Ökostrom - Photovoltaik (PV)



Photovoltaik-Bundesförderung 2019 (Klima- und Energiefonds)

Fördergegenstand:

  • Gefördert werden neu installierte, im Netzparallelbetrieb geführte Photovoltaik-Anlagen.
  • Keine Beschränkung hinsichtlich der Größe der Anlage, gefördert werden maximal 5 kWp.

Zielgruppe:

  • Privatpersonen, Betriebe, Vereine, konfessionelle Einrichtungen etc.
  • Gemeinschaftsanlagen (= Anlagen, die mind. 2 Wohn- bzw. Geschäftseinheiten mit Strom versorgen)
    Gefördert werden max. 50 kWp pro Gemeinschaftsanlage und max. 5 kWp pro Antrag (= pro Wohn- bzw. Geschäftseinheit)

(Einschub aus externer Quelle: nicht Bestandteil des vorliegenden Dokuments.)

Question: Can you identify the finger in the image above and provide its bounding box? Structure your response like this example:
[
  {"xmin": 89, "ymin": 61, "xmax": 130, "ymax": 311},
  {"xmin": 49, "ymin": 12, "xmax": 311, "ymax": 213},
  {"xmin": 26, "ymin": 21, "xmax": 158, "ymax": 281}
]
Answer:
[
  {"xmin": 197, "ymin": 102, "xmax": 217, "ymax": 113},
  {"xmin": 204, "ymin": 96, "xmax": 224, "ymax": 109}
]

Förderpauschalen für Einzelanlagen:

  • 250 Euro/kWp für freistehende Anlagen/Aufdachanlagen bis 5 kWp
  • 350 Euro/kWp für gebäudeintegrierte PV-Anlagen (GIPV) bis 5 kWp

Förderpauschalen für Gemeinschaftsanlagen:

  • 200 Euro/kWp für Aufdachanlagen bis 5 kWp pro Antrag
  • 300 Euro/kWp für gebäudeintegrierte PV-Anlagen (GIPV) bis 5 kWp pro Antrag

Einreichung:

  • 2-stufiges Verfahren (Schritt 1 – Registrierung, Schritt 2 – Antragstellung)
  • bis 30.11.2019 (oder bis zur Ausschöpfung der vorhandenen Fördermittel) .

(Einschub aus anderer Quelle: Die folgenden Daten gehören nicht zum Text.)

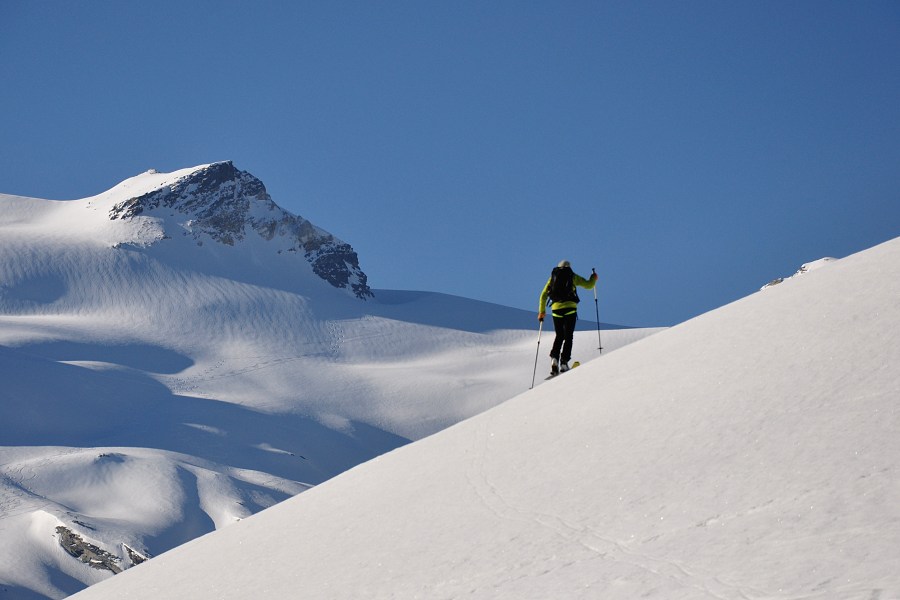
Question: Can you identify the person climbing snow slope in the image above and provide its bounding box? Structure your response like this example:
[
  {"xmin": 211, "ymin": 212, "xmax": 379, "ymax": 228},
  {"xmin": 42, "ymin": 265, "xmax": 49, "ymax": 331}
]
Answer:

Nähere Information & Antragstellung:

Photovoltaik in der Landwirtschaft

Im Rahmen des Programms für ländliche Entwicklung werden kleine bis mittlere Photovoltaikanlagen für land- und forstwirtschaftliche Betriebe gefördert.

  • gefördert werden PV-Anlagen von 5 kWp bis maximal 50 kWp
  • Sofern Flächen nicht landwirtschaftlich genutzt werden, ist auch die Errichtung auf Freiflächen möglich.
  • Förderung ist ein nicht rückzahlbaren Pauschalbetrag (maximal 40 Prozent der förderungswürdigen Kosten):
    - freistehende Anlagen/Aufdachanlagen: 275 Euro/kWp
    - gebäudeintegrierte Photovoltaik-Anlagen: 375 Euro/kWp
  • Antragstellung online ab 29.05.2018 bis 30.11.2019

Nähere Information und Förderbedingungen: www.umweltfoerderung.at, www.pv-lw.klimafonds.gv.at
und im Leitfaden zur Förderung

 

 

Einspeistarif Photovoltaik

Die Förderung von netzgeführten Photovoltaikanlagen in Österreich erfolgt u.a. in Form von erhöhten laufenden Einspeisetarifen gemäß der geltenden Ökostromverordnung.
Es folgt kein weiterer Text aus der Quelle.